A proposal which could have ended the semi-annual time change in South Carolina has been tabled for this legislative session. But the discussion is expected to continue into next year.
A resolution proposed by State Rep. Alan Clemmons, R-Myrtle Beach, would have put the issue up for a referendum to voters in the 2018 election. The resolution did not make it out of committee, and therefore missed the critical “crossover deadline.”
“From folks I’ve heard from, and it has not been a few, it’s been a lot,” Clemmons told the House Constitutional Laws Subcommittee last week, “There is an angst in South Carolina over changing your clocks twice a year.”
Clemmons mentioned the passage of a bill by the Florida Senate which asks Congress to eliminate the time change and puts the state on permanent Daylight Saving Time. He told the subcommittee North Carolina legislators are considering a similar bill and several lawmakers in Georgia have reached out to him on the subject.
“I’m seeing these kind of bills pop up around the country,” he said. “I suspect that there will be a federal bill proposed to allow states to opt in or out as they see fit. There’s talk about that in Congress now. The more states who vote for this, the more likely we’ll see that national movement become a part of a congressional action.”
In March, the Senate adopted a resolution submitted by State Sen. Harvey Peeler, R-Gaffney, to conduct a feasibility study. The deadline for recommendations is July 1.

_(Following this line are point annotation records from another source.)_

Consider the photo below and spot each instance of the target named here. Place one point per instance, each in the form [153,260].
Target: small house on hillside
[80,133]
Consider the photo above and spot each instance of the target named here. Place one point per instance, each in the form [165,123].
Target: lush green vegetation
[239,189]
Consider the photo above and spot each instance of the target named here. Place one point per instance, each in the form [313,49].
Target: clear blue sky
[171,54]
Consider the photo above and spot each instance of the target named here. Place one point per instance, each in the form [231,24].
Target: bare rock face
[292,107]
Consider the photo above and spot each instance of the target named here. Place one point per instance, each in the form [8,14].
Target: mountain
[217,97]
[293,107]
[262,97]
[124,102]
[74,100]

“If we were to see that South Carolina wants to do away with ‘Spring forward-Fall back’ and we were to take action on that, that action.. would be to request that Congress make that change,” Clemmons said.
Although the bill did not make the April 10 deadline to pass either one chamber or the other without a supermajority vote, House rules still require discussion if they were on a committee’s agenda.